Transmittal box addressed to R Vann in Liverpool and named medal slip.

Horace van served in the 1st Leicestershire Regiment with the service number 4859988.

He was stationed in Malaya at the outbreak of the War with his battalion in anticipation of hostilities in the Far East.

The British Battalion was an ad hoc formation created on 20 December 1941 during the Battle of Malaya.

It was amalgamated from two regular British Army battalions

  • 2nd Bn, East Surrey Regiment under Lieut-Col. G E Swinton MC and
  • 1st Bn, The Leicestershire Regiment under Lieut-Col. Charles Esmond Morrison, OBE, MC

Both battalions suffered heavy casualties in North West Malaya during the early stages of the Japanese invasion so it was decided to amalgamate the two battalions.

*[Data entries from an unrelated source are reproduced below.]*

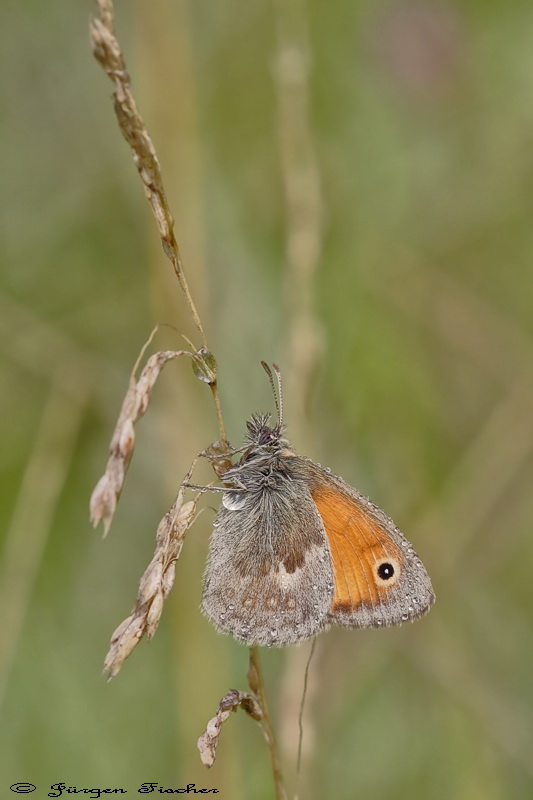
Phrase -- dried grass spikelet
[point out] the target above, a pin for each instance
(155, 583)
(233, 700)
(107, 491)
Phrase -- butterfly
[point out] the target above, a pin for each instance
(296, 549)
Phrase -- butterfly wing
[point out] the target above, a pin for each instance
(379, 579)
(269, 578)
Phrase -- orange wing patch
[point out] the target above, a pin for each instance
(360, 549)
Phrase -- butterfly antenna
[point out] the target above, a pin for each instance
(280, 392)
(279, 407)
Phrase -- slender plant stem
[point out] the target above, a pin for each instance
(257, 684)
(107, 51)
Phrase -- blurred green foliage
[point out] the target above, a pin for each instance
(422, 117)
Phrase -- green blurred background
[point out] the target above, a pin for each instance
(407, 352)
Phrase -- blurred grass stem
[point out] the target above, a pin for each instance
(35, 507)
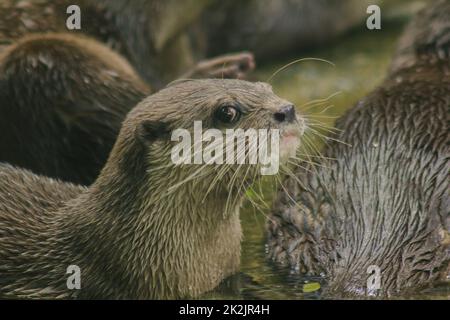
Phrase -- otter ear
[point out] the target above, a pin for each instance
(149, 131)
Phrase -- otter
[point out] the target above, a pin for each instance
(152, 35)
(147, 228)
(380, 200)
(290, 25)
(65, 94)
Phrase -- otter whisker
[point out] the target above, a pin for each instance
(312, 103)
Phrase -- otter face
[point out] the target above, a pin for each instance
(223, 126)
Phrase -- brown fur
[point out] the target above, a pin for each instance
(385, 199)
(131, 235)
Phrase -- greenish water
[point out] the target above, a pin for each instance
(361, 60)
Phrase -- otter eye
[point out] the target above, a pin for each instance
(228, 114)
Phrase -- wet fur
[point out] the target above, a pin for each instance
(385, 200)
(130, 235)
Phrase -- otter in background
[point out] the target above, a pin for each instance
(121, 232)
(289, 24)
(64, 94)
(384, 201)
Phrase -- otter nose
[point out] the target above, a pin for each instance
(286, 113)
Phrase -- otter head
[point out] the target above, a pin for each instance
(213, 136)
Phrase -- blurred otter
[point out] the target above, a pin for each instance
(120, 232)
(63, 95)
(385, 200)
(270, 28)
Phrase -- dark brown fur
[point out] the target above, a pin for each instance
(63, 95)
(129, 232)
(385, 200)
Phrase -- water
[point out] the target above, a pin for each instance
(361, 61)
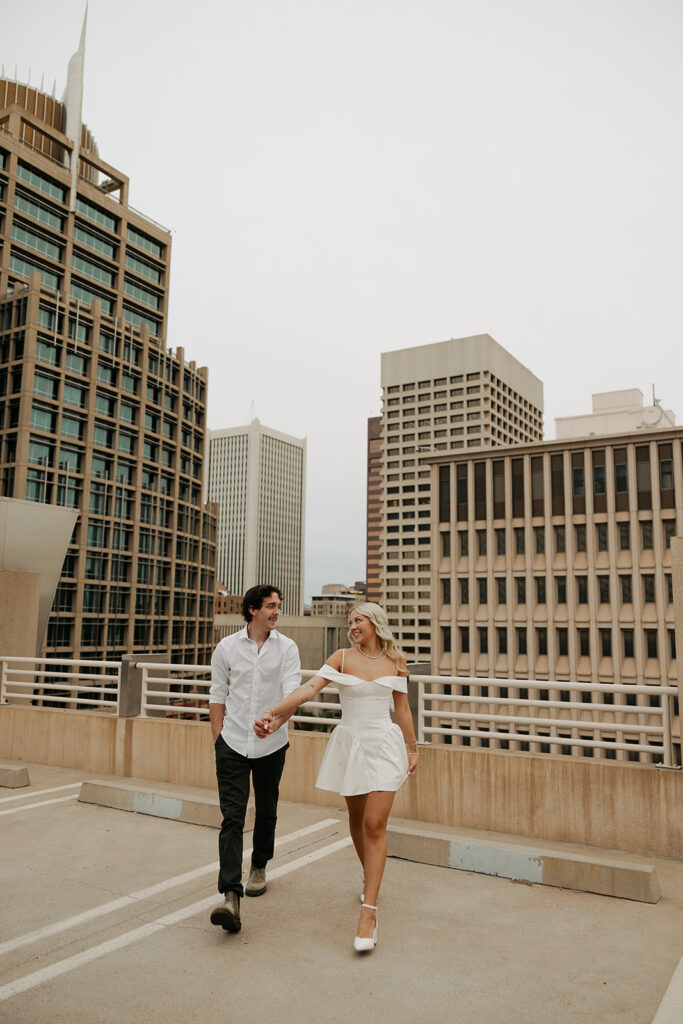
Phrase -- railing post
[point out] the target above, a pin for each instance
(130, 688)
(667, 739)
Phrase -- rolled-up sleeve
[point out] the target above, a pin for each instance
(220, 677)
(291, 670)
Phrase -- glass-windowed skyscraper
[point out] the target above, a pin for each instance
(95, 412)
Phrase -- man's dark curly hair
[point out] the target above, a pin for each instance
(255, 597)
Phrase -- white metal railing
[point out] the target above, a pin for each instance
(545, 725)
(509, 714)
(175, 691)
(60, 681)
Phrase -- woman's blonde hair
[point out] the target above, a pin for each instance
(378, 617)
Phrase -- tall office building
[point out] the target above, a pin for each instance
(257, 478)
(95, 412)
(374, 511)
(462, 393)
(553, 561)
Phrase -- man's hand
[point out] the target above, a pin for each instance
(266, 724)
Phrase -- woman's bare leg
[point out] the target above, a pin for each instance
(378, 807)
(356, 811)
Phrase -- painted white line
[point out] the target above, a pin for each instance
(159, 887)
(41, 803)
(128, 938)
(671, 1008)
(39, 793)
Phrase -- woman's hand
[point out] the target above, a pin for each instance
(266, 724)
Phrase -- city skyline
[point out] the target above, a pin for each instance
(472, 172)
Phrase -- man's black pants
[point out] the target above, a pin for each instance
(232, 771)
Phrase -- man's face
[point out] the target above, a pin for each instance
(266, 615)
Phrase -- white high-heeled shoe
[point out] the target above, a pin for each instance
(366, 945)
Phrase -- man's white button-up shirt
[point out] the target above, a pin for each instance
(249, 682)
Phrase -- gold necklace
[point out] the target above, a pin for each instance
(373, 657)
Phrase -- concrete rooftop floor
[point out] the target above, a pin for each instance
(453, 946)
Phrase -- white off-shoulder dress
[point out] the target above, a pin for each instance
(367, 751)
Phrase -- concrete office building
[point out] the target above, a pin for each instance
(95, 413)
(462, 393)
(256, 476)
(553, 561)
(336, 599)
(374, 511)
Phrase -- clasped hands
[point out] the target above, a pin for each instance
(266, 724)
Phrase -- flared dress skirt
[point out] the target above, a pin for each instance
(367, 751)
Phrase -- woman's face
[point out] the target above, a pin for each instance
(363, 631)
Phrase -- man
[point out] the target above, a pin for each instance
(250, 672)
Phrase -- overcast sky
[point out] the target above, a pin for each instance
(345, 177)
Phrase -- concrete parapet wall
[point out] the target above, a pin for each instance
(611, 805)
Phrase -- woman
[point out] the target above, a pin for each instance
(366, 759)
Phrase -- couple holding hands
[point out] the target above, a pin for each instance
(366, 760)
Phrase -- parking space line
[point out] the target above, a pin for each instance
(39, 793)
(140, 894)
(36, 978)
(41, 803)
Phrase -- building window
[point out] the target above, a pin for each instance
(648, 589)
(606, 643)
(562, 642)
(627, 589)
(444, 494)
(603, 589)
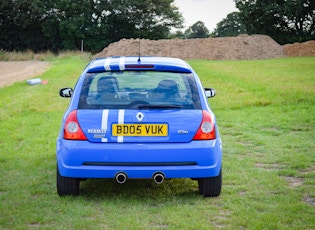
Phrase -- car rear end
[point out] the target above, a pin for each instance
(131, 119)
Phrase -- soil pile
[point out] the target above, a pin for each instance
(243, 47)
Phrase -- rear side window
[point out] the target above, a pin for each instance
(139, 89)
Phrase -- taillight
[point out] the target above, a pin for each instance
(72, 129)
(206, 129)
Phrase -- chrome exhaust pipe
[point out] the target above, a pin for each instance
(158, 178)
(121, 178)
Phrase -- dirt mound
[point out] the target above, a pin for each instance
(300, 49)
(243, 47)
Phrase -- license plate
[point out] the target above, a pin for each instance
(154, 130)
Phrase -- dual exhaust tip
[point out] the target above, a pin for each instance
(121, 178)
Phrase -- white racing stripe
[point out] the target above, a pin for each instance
(121, 119)
(122, 63)
(104, 122)
(107, 64)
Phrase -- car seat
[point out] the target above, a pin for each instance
(167, 91)
(107, 89)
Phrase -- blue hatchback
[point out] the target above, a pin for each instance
(132, 118)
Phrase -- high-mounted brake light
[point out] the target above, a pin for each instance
(72, 129)
(206, 129)
(139, 66)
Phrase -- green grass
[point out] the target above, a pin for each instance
(265, 110)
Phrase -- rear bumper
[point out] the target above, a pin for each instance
(82, 159)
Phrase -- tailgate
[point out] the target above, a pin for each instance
(139, 126)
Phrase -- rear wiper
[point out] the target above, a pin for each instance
(153, 106)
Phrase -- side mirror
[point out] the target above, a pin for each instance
(66, 92)
(209, 92)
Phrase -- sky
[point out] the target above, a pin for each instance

The British Battalion was commanded by Lieut-Col. Morrison; Lieut-Col. Swinton was badly wounded during the Battle of Jitra. The battalion fought with great courage, taking many casualties and earning much respect from other units. They were involved in fierce fighting during the Battle of Kampar (30 December 1941 – 2 January 1942), before joining in the fighting retreat back to Singapore. The Battalion was also involved in the short but fierce battle for Singapore. They surrendered to the Japanese along with other units of the British Army under General Arthur Percival in February 1942. Many of the British battalion died in Japanese P.O.W. camps. Of the estimated 500 soldiers at the amalgamation, barely 130 survived the war.

The Battle of Kampar (30 December 1941 – 2 January 1942) was an engagement of the Malayan Campaign during World War II, involving British and Indian troops from the 11th Indian Infantry Division and the Japanese 5th Division.

On 27 December, in an effort to prevent the capture of RAF Kuala Lumpur, the 11th Indian Infantry Division occupied Kampar, which offered a strong natural defensive position. In doing so they were also tasked with delaying the advancing Japanese troops long enough to allow the 9th Indian Infantry Division to withdraw from the east coast. The Japanese intended to capture Kampar as a New Year’s gift to Emperor Hirohito and on 30 December the Japanese began surrounding the British and Indian positions. The following day fighting commenced. The Allied forces were able to hold on for four days before withdrawing on 2 January 1942, having achieved their objective of slowing the Japanese advance. A victory for the Empire.

Horace died of his wounds on the 3rd of January 1942, one day after the Battle of Kampar ended, aged 22.

He is Remembered with Honour at the Taiping War Cemetery, Perak, Malaysia. The Taiping War Cemetery is the final resting place for Allied personnel who were killed during World War II, particularly the Malayan Campaign and the Japanese occupation of Malaya following the British occupation and colonization of Malaya.

We have no idea why the paperwork is marked Burma Star as one could argue a Pacific Star. The paperwork is how it came to us.